We observe that for lagged inventories (NPHFTt−1), the estimated coefficients for Aggressive and Passive trades by High Frequency Traders are δAHFT = −0.005 (t = −9.55) and δPHFT = −0.001 (t = −3.13), respectively. These coefficient estimates have the interpretation that High Frequency Traders use Aggressive trades to liquidate inventories more intensively than passive trades. In contrast, the results for Market Makers are very different. For lagged inventories (NPMMt−1), the estimated coefficients for Aggressive and Passive volume by Market Makers are δAMM = −0.002 (t = −6.73) and δPMM = −0.002 (t = −5.26), respectively. The similarity of these coefficients estimates has the interpretation that Market Makers favor neither Aggressive trades nor Passive trades when liquidating inventories.

For contemporaneous price changes (in the current second) (∆Pt−1), the estimated coefficient Aggressive and Passive volume by High Frequency Traders are β0 = 57.78 (t = 31.94) and β0 = −25.69 (t = −28.61), respectively. For Market Makers, the estimated coefficients for Aggressive and Passive trades are β0 = 6.38 (t = 18.51) and β0 = −19.92 (t = −37.68). These estimated coefficients have the interpretation that in seconds in which prices move up one tick, High Frequency traders are net buyers of about 58 contracts with Aggressive trades and net sellers of about 26 contracts with Passive trades in that same second, while Market Makers are net buyers of about 6 contracts with Aggressive trades and net sellers of about 20 contracts with Passive trades. High Frequency Traders and Market Makers are similar in that they both use Aggressive trades to trade in the direction of price changes, and both use Passive trades to trade against the direction of price changes. High Frequency Traders and Market Makers are different in that Aggressive net purchases by High Frequency Traders are greater in magnitude than the Passive net purchases, while the reverse is true for Market Makers.

For lagged price changes, coefficient estimates for Aggressive trades by High Frequency Traders and Market Makers are positive and statistically significant at lags 1-4 and lags 1-10, respectively. These results have the interpretation that both High Frequency Traders’ and Market Makers’ trade on recent price momentum, but the trading is compressed into a shorter time frame for High Frequency Traders than for Market Makers.

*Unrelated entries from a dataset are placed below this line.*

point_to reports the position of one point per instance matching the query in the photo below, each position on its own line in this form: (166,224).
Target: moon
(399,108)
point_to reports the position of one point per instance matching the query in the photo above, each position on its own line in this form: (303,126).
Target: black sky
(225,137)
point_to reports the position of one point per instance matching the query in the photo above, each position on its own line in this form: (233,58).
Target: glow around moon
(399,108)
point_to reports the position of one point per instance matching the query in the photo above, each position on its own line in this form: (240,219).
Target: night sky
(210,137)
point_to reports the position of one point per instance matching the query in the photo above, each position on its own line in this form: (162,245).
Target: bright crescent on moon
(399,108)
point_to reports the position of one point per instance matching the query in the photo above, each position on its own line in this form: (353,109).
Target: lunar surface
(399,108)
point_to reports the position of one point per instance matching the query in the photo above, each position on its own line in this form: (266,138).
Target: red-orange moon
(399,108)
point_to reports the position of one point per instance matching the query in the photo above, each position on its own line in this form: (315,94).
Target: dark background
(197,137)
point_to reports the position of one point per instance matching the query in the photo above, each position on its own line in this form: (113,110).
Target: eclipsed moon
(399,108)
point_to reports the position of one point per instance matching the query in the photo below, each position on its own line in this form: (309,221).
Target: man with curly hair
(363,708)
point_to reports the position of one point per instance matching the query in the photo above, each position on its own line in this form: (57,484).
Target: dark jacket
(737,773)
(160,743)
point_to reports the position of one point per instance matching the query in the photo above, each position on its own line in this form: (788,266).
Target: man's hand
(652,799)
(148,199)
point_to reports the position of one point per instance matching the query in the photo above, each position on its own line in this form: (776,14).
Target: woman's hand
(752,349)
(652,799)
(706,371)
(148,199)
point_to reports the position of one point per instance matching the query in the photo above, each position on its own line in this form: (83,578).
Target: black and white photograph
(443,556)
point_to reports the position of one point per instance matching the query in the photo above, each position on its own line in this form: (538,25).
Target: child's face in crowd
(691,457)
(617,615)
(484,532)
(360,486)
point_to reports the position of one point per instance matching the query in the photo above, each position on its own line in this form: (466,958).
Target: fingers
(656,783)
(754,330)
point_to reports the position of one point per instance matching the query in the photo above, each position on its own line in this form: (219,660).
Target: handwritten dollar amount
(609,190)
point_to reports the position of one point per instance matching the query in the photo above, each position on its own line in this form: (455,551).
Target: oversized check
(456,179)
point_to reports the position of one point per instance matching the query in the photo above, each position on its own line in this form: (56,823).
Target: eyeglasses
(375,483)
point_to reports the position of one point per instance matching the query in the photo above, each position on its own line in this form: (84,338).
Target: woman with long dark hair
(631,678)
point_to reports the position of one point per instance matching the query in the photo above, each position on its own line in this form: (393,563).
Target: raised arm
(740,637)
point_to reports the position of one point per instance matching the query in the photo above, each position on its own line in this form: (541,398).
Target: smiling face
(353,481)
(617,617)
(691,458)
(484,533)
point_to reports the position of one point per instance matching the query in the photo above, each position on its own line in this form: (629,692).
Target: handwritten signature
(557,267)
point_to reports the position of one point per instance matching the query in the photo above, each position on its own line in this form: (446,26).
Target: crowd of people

For lagged price changes, coefficient estimates for Passive volume by High Frequency Traders and Market Makers are negative and statistically significant at lags 1 and lags 1-3, respectively. Panel B of Table presents results for May 6. Similar to May 3-5, High Frequency Traders tend to use Aggressive trades more intensely than Passive trades to liquidate inventories, while Market Makers do not show this pattern. Also similar to May 3-5, High Frequency Trades and Market makers use Aggressive trades to trade in the contemporaneous direction of price changes and use Passive trades to trade in the direction opposite price changes, with Aggressive trading greater than Passive trading for High Frequency Traders and the reverse for Market Makers. In comparison with May 3-5, the coefficients are smaller in magnitude on May 6, indicating reduced liquidity at each tick. For lagged price changes, the coefficients associated with Aggressive trading by High Frequency Traders change from positive to negative at lags 1-4, and the positive coefficients associated with Aggressive trading by Market Makers change from being positive and statistically significant at lags lags 1-10 to being positive and statistically significant only at lags 1-3. These results illustrate accelerated trading velocity in the volatile market conditions of May 6.

We further examine how high frequency trading activity is related to market prices. Figure below illustrates how prices change after HFT trading activity in a given second. The upper-left panel presents results for buy trades for May 3-5, the upper right panel presents results for buy trades on May 6, and the lower-left and lower-right present corresponding results for sell trades. For an “event” second in which High Frequency Traders are net buyers, net Aggressive Buyers, and net Passive Buyers value-weighted average prices paid by the High Frequency Traders in that second are subtracted from the value-weighted average prices for all trades in the same second and each of the following 20 seconds. The results are averaged across event seconds, weighted by the magnitude of High Frequency Traders’ net position change in the event second. The upper-left panel presents results for May 3-5, the upper-right panel presents results for May 6, and the lower two panels present results for sell trades calculated analogously. Price differences on the vertical axis are scaled so that one unit equals one tick ($12.50 per contract).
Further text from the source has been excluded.